What were the Goths like?
by Frank Schaefer
Jordanes in his account of
the Gothic people describes them as smart people who were
respected and even feared by their enemies.
Wherefore the Goths have ever been wiser than other barbarians and
were nearly like the Greeks, as Dio relates, who wrote their
history and annals with a Greek pen. (Jordanes)
This wisdom was certainly evident in their organized confederacy
and it explains their battle successes and conquests.
Descriptions of the Gothic people’s physical appearance are rare.
They are generally described as tall, robust, light skinned and
fair-haired.
A quote from Procopius of Caesarea (the principal Roman historian
of the 6th century) is one of few descriptions that were handed
down to us in History of the Wars.
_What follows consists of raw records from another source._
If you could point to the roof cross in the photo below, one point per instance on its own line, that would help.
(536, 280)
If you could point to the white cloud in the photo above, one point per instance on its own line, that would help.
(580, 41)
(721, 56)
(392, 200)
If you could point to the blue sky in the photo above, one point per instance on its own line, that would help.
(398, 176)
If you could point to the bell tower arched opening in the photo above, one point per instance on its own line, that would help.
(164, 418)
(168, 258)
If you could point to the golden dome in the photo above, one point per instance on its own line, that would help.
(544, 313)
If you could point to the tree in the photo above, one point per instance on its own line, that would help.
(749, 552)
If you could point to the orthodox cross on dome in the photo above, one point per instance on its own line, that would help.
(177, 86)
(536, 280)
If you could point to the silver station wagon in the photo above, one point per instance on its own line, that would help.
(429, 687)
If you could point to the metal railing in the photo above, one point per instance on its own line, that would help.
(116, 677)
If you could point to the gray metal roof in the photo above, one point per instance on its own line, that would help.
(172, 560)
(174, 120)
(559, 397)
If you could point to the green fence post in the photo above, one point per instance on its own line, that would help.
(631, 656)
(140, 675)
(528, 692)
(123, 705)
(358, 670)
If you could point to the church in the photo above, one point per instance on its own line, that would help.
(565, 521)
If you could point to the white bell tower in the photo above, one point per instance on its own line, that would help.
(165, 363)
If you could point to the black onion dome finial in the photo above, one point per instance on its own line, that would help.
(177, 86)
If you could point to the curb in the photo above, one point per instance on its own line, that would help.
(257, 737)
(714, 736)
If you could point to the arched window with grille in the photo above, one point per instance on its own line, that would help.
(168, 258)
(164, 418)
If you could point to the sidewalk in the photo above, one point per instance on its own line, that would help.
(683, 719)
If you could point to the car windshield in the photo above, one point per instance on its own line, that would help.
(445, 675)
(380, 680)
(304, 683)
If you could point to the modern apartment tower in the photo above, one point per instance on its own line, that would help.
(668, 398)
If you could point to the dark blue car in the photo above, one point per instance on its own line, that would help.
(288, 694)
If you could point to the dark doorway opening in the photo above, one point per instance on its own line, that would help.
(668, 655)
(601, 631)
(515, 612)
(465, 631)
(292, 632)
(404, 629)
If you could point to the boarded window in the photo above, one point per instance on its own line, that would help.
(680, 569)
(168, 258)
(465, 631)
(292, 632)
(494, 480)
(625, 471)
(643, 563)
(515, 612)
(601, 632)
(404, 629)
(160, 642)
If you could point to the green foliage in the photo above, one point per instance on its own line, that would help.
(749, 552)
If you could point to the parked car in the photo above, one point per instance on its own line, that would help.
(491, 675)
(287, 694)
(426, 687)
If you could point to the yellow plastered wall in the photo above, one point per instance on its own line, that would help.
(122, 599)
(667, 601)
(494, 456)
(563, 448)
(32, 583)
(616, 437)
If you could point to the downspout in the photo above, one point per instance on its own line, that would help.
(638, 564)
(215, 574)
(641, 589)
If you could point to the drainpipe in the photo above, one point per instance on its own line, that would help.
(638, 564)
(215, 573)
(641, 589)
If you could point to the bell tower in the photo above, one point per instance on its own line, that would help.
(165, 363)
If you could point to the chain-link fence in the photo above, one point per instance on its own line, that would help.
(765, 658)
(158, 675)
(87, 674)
Book III. II:
There were many Gothic nations in earlier times, just as also at
the present, but the greatest and most important of all are the
Goths, Vandals, Visigoths, and Gepaedes. In ancient times,
however, they were named Sauromatae and Melanchlaeni;[14] and
there were some too who called these nations Getic. All these,
while they are distinguished from one another by their names, as
has been said, do not differ in anything else at all. For they all
have white bodies and fair hair, and are tall and handsome to look
upon, and they use the same laws and practice a common religion.
For they are all of the Arian faith, and have one language called
Gothic; and, as it seems to me, they all came originally from one
tribe, and were distinguished later by the names of those who led
each group.
The Court Church at Innsbruck, Austria displays a bronze statue of
Visigoth king and Roman vassal Theodoric the Great who lived in
the early 6th century C.E. and who briefly united all Gothic
tribes (including their cousins, the Vandals) in the 520s. In this
depiction, Theodoric is portrayed as a Germanic man with close set
round eyes and a slim long nose, donning a battle armor. In
another depiction of him on a coin, these attributes are
confirmed.
However, if it is true that the Goths became a widely
heterogeneous people (see Gothic Society and Beliefs), we can
expect them to have blended with the original native Europeans as
well as with other Germanic tribes. It is reasonable to assume
that over time, as the Gothic people intermarried, they looked
much more like the people of the areas they settled in, though
light-colored skin, eyes and hair may still have been more
frequent traits in Gothic tribes as compared to other tribes.